The scheming Regina is a member of the Hubbard family that lauds it over a small southern town at the turn of the last century. Wanting to invest in a new cotton mill, Regina and her two brothers, Ben and Oscar, agree to split their interest three ways, although Regina believes she and her husband Horace Giddens are entitled to a larger share since, without them, the deal is a bust.

The only trouble is, women did not have their own means then, so only Ben and Oscar can come up with the money. Regina has to rely on her husband who’s been away recovering from a heart ailment. His cash is tied up in the Union Pacific bonds that reside in his safety deposit box. How Regina plans to get her hands on the money after Horace returns home and refuses to go in on the deal is the play’s suspenseful arc.

Horace, his and Regina’s daughter Alexandra, Birdie and the Giddens’ two servants, Addie and Cal, are the only decent people. Birdie, whom the coarse Oscar married for her money, despises both her husband and their sniveling son, Leo.

The title is from the Bible’s Song of Solomon: “Take us, the foxes, the little foxes, that spoil the vines.” Indeed, the Hubbards spoil what they touch yet survive and thrive while “lesser” folk suffer. Hellman is decrying not only a rapacious family but, by extension, capitalism itself. “Yeah, they got mighty well-off cheating nigras,” says Addie. “Well, there are people who eat the earth and eat all the people on it.”

As Regina, Linney is vulpine. She doesn’t sit on a lounge; she arranges herself to show her best angle. Everything is pretense: she finds the most vulnerable spots in people, flattering and charming them, getting what she wants. It’s a devastating portrait.

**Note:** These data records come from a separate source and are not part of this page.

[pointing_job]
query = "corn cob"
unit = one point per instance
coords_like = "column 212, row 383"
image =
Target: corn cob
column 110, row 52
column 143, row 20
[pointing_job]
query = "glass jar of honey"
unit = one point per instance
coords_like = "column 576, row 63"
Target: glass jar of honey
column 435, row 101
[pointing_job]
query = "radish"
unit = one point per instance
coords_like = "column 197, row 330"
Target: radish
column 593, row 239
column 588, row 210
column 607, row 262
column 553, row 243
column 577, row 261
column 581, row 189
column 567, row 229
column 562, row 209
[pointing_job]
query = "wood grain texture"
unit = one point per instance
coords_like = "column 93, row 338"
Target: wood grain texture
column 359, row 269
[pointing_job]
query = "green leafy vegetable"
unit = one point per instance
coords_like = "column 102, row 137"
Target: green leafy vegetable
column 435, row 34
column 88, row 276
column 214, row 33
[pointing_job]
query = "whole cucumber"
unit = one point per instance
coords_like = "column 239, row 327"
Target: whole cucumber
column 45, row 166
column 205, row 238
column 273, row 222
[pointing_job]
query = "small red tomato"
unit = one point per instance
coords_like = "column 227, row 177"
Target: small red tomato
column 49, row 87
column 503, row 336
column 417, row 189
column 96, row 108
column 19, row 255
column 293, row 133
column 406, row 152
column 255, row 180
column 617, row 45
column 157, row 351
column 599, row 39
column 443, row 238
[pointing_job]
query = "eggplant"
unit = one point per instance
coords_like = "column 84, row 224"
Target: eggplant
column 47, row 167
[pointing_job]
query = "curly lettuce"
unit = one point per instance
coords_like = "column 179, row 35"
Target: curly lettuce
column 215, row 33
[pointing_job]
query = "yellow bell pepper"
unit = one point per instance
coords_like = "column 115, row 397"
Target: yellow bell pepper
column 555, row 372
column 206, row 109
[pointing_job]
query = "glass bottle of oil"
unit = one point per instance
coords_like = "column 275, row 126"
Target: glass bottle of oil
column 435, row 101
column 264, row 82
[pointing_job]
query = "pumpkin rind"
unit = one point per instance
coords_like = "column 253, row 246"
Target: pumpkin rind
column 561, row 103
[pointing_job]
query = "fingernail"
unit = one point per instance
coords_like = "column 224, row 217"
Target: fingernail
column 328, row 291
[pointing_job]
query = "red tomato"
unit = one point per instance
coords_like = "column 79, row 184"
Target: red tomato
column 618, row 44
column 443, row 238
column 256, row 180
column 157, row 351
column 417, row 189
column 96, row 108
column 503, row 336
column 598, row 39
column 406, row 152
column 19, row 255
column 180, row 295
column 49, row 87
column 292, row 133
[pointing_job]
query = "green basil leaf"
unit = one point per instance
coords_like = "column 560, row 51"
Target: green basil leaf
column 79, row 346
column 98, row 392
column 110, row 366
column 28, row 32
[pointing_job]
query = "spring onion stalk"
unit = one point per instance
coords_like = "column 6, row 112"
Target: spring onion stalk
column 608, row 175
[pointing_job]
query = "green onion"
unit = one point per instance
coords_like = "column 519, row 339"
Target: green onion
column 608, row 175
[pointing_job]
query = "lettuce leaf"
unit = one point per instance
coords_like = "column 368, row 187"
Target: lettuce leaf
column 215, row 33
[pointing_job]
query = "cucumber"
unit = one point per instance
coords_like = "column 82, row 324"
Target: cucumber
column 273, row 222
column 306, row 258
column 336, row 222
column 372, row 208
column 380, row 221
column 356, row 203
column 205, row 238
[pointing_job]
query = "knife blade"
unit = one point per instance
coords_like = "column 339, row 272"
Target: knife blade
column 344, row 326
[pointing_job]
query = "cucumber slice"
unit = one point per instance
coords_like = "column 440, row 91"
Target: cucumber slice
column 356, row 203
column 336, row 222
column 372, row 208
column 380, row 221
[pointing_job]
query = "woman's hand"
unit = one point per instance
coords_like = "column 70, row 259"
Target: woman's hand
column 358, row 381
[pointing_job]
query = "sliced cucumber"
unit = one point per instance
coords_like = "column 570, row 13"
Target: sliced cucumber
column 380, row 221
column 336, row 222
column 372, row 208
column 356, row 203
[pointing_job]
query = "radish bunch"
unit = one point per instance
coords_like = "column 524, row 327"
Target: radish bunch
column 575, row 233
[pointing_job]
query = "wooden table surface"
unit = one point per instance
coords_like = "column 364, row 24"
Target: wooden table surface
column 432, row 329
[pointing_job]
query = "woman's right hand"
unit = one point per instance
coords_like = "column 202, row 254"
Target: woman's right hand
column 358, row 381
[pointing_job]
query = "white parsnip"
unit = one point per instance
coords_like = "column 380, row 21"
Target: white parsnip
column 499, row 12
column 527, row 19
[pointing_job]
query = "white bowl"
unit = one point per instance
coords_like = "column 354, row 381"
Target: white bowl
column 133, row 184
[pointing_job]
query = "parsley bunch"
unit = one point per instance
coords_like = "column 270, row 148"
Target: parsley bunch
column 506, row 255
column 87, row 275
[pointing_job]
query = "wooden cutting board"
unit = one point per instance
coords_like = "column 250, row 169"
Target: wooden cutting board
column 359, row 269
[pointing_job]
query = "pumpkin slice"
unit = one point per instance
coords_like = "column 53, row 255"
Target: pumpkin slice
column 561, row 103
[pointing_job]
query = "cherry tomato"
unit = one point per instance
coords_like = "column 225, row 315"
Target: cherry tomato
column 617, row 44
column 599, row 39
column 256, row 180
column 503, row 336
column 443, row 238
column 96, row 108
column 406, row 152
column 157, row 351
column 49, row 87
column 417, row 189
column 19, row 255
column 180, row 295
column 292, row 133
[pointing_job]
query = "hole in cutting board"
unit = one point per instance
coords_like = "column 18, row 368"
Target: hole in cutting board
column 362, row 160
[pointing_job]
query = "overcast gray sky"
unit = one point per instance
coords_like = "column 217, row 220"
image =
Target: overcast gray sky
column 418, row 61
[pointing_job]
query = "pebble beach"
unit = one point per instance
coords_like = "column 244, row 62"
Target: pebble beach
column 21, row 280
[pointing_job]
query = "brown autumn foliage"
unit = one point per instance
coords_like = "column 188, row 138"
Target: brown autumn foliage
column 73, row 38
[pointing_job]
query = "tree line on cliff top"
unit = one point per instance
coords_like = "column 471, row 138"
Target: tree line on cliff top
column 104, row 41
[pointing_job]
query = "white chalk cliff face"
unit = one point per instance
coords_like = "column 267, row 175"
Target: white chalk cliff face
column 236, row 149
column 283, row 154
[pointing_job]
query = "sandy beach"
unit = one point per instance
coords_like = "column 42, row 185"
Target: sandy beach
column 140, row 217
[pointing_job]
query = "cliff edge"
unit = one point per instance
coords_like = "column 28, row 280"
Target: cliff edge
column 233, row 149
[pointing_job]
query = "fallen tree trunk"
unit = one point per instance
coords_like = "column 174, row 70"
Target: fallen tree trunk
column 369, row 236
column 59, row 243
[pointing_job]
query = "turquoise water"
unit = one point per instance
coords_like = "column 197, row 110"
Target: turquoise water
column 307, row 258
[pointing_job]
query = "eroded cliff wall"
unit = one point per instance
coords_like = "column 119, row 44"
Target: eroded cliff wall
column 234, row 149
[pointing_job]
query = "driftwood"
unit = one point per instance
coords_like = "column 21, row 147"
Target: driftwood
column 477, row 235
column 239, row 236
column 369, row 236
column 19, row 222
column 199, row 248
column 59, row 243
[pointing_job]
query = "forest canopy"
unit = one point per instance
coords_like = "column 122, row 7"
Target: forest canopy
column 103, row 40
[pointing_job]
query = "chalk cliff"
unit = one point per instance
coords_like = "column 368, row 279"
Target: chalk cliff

Nixon’s Birdie is heartbreaking. Her scene in which she relates her life with husband Oscar brings tears. As Regina, she’s more efficient than snake-like, whereas Linney’s Birdie lacks fragility. Nothing “wrong” with either actress in either role, but the evening is less forceful with Nixon as Regina.

The supporting cast is superb. Richard Thomas is extraordinary, giving his finest performance as Horace. Not namby-pamby, he’s fully aware of the family’s shenanigans and lashes out with a tongue of steel. Michael McKean is a sly Ben, Darren Goldstein a bullying Oscar, Michael Benz a dense Leo and Francesca Carpanini a feisty but sweet Alexandra.

As Addie and Cal, Caroline Stefanie Clay and Charles Turner inject dignity into the servants. In his one scene, David Alford is sympathetic as Mr. Marshall, the Chicago investor, a symbol of the difference between the industrial, straightforward north and the so-called aristocratic, hypocritical south.

Director Daniel Sullivan doesn’t neglect the play’s inherent melodrama, yet succeeds in deepening characterizations, bringing out gradations beneath the surface. He gives the evening a throat-grabbing downward spiral. Along with Scott Pask’s scenery (the ceiling has cracks in it), Jane Greenwood’s gorgeous costumes and Justin Townsend’s subtle lighting, Sullivan reinforces Hellman’s attack on how standing around and watching the selfish trample the selfless is unacceptable.